(a) Draw a diagram to represent a convex mirror. On this diagram mark principal axis, principal focus $F$ and the centre of curvature $C$ if the focal length of convex mirror is 3 cm.(b) An object 1 cm tall is placed 30 cm in front of a convex mirror of focal length 20 cm. Find the size and position of the image formed by the convex mirror.

Distance of the object from the mirror, $u$ = $-$30 cm

Focal length of the mirror, $f$ = 20 cm

To find: Position (or, distance) of the image $v$, and size of the image $h_2$.

Solution:

From the mirror formula, we know that-

$\frac {1}{f}=\frac {1}{v}+\frac {1}{u}$

Substituting the given values we get-

$\frac {1}{20}=\frac {1}{v}+\frac {1}{(-30)}$

$\frac {1}{20}=\frac {1}{v}-\frac {1}{30}$

$\frac {1}{20}+\frac {1}{30}=\frac {1}{v}$

$\frac {1}{v}=\frac {3+2}{60}$

$\frac {1}{v}=\frac {5}{60}$

$\frac {1}{v}=\frac {1}{12}$

$v=+12cm$

Thus, the distance of the image $v$ is 12 cm from the mirror, and the positive sign implies that the image forms behind the mirror (on the right).

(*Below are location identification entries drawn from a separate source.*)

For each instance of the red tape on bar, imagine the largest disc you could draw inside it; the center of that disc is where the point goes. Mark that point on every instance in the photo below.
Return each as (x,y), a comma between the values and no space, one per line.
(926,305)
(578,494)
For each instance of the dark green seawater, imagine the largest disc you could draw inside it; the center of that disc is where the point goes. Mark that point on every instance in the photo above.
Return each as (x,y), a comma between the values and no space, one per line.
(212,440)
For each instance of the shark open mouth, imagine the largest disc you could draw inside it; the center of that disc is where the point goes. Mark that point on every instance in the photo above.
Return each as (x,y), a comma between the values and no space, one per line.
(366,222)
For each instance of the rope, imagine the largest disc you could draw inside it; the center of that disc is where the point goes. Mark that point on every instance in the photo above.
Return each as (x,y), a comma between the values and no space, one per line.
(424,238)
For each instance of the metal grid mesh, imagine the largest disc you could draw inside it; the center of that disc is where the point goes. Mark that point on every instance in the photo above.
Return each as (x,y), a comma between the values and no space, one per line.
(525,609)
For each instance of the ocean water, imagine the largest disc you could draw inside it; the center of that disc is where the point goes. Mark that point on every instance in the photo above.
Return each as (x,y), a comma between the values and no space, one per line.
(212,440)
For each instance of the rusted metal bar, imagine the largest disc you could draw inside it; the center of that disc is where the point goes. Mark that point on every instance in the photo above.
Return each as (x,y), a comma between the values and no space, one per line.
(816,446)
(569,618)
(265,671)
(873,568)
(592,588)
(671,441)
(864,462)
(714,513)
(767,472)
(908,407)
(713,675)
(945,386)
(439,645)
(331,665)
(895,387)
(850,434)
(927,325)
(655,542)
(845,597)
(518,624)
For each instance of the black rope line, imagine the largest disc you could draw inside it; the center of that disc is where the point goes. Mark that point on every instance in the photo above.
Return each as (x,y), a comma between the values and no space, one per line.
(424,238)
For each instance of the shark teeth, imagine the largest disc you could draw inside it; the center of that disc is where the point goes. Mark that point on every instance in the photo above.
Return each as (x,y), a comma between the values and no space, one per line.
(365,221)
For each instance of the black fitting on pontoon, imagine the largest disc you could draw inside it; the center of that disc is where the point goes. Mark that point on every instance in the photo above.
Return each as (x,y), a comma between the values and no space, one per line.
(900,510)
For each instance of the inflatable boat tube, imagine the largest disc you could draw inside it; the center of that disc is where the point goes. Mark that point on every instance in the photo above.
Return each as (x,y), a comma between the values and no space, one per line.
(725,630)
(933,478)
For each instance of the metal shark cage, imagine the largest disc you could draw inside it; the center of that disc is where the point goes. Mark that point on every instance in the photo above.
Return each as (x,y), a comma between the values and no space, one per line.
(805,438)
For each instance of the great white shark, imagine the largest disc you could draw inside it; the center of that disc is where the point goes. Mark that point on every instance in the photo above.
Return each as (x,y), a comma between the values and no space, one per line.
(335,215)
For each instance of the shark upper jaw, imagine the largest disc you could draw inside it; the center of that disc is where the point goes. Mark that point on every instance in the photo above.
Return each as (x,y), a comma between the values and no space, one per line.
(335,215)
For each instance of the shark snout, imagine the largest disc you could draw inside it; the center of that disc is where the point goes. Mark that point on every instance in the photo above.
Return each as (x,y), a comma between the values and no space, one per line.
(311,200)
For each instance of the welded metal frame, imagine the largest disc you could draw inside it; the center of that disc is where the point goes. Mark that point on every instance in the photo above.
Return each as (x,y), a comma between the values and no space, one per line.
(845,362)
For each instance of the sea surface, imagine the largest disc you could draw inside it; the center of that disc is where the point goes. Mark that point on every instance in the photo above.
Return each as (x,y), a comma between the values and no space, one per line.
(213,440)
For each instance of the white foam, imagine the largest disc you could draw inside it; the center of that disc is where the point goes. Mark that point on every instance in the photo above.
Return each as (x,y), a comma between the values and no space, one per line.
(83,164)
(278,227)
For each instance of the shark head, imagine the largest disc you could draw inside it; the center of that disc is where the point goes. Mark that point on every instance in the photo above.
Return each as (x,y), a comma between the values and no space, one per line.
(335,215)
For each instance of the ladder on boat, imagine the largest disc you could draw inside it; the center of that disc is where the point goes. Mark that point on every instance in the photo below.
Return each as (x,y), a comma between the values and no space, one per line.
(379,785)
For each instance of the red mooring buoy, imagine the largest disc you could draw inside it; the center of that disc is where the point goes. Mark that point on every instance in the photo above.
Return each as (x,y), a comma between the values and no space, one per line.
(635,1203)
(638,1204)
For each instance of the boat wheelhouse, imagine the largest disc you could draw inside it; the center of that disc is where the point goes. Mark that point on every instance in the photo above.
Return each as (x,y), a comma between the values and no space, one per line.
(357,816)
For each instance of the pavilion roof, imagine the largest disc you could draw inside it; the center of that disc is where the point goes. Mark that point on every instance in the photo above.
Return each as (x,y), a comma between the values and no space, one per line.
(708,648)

Now, from the magnification formula, we know that-

$m=-\frac {v}{u}$

Substituting the given values we get-

$m=-\frac {12}{(-30)}$

$m=\frac {12}{30}$

$m=\frac {2}{5}$

$m=+0.4$

Thus, the magnification is $0.4$ which is less than 1, which means the image is small in size, and the positive sign implies that the image is virtual and erect.

Also, using the magnification formula we get-

$m=\frac {h_2}{h_1}$

$0.4=\frac {h_2}{1}$

$h_2=0.4cm$

Therefore, the height of the image h_2 is 0.4 cm.